高値圏での乱高下へ

 今後、暑さが一服して予報通り降雨があれば、7月の高値が大豆もコーンも、天候相場期の一番天井候補になる可能性があるが、一定の修正を入れた後も、8月の天気次第で2番天井を形成する動きとなろう。産地の実測を伴った8月発表の米農務省需給報告では、生産高の下方修正が予想されている。今年は低在庫水準で天候相場期入りした事もあり、8月も高温乾燥が続くなら、2番天井ではなく1番天井を作りに行く可能性もあるだろう。

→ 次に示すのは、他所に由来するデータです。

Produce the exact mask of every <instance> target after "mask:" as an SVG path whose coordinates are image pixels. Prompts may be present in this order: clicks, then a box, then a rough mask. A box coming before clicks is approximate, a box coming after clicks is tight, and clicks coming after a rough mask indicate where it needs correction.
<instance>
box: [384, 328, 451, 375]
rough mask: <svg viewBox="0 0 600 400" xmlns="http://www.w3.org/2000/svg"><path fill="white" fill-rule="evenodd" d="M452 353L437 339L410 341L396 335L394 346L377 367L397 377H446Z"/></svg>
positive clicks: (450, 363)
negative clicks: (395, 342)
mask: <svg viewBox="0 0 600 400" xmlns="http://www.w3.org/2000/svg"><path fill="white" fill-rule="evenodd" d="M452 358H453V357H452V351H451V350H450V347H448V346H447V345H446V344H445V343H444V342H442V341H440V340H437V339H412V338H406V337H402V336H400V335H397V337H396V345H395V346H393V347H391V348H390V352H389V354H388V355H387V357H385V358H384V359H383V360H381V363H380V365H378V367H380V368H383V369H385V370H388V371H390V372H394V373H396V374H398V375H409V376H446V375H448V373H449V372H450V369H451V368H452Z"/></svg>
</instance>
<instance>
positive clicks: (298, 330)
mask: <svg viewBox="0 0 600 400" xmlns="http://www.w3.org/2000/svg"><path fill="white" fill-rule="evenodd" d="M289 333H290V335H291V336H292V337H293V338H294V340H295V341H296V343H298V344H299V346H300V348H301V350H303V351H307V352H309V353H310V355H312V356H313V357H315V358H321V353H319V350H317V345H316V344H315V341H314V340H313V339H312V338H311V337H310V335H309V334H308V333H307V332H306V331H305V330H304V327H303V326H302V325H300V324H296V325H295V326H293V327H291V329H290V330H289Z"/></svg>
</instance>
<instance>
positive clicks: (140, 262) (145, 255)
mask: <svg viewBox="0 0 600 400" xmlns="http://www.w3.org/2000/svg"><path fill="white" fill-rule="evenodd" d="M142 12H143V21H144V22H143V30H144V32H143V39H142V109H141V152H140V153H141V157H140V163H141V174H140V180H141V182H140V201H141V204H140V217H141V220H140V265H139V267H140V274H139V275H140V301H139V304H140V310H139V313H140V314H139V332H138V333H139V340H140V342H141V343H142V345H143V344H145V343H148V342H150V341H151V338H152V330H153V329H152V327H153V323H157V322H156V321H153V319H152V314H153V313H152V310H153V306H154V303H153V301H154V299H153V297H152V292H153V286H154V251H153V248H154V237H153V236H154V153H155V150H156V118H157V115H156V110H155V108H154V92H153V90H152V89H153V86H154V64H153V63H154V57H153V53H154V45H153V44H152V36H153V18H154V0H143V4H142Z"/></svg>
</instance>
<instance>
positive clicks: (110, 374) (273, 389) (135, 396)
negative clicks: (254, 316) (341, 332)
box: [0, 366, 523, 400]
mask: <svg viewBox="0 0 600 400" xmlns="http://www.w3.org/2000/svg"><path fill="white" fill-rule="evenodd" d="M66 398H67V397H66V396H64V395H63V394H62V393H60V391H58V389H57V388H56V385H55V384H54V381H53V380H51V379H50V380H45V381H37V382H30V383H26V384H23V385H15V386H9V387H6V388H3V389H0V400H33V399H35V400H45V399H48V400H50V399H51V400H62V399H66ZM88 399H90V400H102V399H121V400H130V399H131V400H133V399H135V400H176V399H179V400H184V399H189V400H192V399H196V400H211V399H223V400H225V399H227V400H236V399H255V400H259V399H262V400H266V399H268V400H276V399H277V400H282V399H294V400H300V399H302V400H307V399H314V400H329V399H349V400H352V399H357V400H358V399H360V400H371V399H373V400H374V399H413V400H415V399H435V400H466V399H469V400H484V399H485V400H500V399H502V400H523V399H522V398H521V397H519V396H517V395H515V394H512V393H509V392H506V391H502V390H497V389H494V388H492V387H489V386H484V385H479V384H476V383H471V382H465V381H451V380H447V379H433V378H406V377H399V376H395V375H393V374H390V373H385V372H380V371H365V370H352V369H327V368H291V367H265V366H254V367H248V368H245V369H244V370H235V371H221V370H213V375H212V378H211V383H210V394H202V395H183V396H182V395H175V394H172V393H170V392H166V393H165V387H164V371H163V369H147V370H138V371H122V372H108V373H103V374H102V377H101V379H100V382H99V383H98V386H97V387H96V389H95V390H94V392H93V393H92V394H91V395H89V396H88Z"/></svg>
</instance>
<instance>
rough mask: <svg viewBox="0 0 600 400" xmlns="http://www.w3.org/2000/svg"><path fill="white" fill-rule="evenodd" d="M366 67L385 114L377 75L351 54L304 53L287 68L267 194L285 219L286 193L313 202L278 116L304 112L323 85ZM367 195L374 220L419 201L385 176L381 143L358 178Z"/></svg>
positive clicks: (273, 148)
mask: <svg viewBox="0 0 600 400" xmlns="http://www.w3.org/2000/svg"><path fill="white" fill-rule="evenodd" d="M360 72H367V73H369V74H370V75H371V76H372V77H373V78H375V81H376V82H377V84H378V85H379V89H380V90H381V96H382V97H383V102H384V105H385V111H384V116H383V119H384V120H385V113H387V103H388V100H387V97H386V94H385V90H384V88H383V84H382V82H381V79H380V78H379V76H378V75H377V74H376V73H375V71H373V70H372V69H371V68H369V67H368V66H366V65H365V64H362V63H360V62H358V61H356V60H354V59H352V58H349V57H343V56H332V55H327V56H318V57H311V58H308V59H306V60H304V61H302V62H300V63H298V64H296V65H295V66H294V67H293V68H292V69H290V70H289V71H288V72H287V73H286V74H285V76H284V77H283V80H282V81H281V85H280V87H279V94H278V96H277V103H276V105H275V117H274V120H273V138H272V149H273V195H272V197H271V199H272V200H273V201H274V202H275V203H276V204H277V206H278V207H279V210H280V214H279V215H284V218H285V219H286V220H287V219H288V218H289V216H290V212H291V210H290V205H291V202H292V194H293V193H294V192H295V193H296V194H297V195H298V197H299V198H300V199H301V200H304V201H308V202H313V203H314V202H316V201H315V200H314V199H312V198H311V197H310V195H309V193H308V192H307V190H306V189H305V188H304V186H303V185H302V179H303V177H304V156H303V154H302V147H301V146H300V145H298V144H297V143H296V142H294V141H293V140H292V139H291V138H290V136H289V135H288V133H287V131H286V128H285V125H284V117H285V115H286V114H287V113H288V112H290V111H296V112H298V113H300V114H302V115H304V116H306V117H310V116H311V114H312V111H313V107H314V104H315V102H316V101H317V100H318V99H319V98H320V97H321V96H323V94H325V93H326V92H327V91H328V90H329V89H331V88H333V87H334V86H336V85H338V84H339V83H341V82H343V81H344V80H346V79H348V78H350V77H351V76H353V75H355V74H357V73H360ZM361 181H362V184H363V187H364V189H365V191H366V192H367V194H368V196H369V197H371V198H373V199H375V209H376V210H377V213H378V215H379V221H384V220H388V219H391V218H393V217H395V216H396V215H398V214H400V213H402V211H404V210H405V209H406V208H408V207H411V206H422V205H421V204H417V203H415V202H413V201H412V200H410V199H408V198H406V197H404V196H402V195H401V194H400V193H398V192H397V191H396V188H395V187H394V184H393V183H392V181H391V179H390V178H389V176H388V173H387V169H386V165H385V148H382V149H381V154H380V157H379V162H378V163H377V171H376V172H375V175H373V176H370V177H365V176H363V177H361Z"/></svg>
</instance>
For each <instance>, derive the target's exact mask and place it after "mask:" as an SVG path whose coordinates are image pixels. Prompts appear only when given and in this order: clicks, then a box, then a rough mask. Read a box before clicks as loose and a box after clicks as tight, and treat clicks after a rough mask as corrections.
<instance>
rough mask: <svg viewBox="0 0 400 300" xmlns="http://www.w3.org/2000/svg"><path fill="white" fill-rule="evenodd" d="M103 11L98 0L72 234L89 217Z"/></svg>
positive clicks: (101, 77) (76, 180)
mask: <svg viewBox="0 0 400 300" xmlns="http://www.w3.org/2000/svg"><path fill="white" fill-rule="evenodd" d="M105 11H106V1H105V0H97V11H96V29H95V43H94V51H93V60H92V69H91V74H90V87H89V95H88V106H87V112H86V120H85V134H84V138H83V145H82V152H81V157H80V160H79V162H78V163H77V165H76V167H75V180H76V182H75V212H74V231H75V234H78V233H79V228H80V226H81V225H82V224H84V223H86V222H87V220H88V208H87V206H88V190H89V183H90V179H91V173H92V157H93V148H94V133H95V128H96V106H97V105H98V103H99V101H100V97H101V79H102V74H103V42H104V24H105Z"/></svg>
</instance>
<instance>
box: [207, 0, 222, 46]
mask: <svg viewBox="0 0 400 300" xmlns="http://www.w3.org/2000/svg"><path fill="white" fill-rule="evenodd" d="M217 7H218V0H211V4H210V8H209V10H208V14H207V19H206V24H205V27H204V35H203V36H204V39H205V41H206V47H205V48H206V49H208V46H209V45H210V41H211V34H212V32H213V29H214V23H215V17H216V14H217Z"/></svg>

いずれ、レイショニング(価格上昇に伴う需要減少)が材料視される時期が訪れようが、米農務省が発表した7月19日までのコーン週間輸出検証高は1959万8000Buで、事前予想(800万~1200万Bu)を上回っている。今年度で見れば、前年度を下回る状態となっているが、今後、需要が落ちていると言うよりも、供給が足りないため、国外輸出が減る可能性もあろう。
 天候相場特有の天井圏での値幅を伴う乱高下も予想されるが、ロシアの穀物性生産高も下方修正されており、中期的には南米産の収穫が見えてくるまでは、金融市場のパニック的な波乱がない限り、大きな修正は買い拾われる流れが続くかもしれない。いずれにしろ、異常事態の中で形成される相場は、オーバーシュート気味に動くものであり、単純な値頃感での判断は命取りとなる。値位置よりもマーケットの過熱感・チャートパターンなどを注視したい。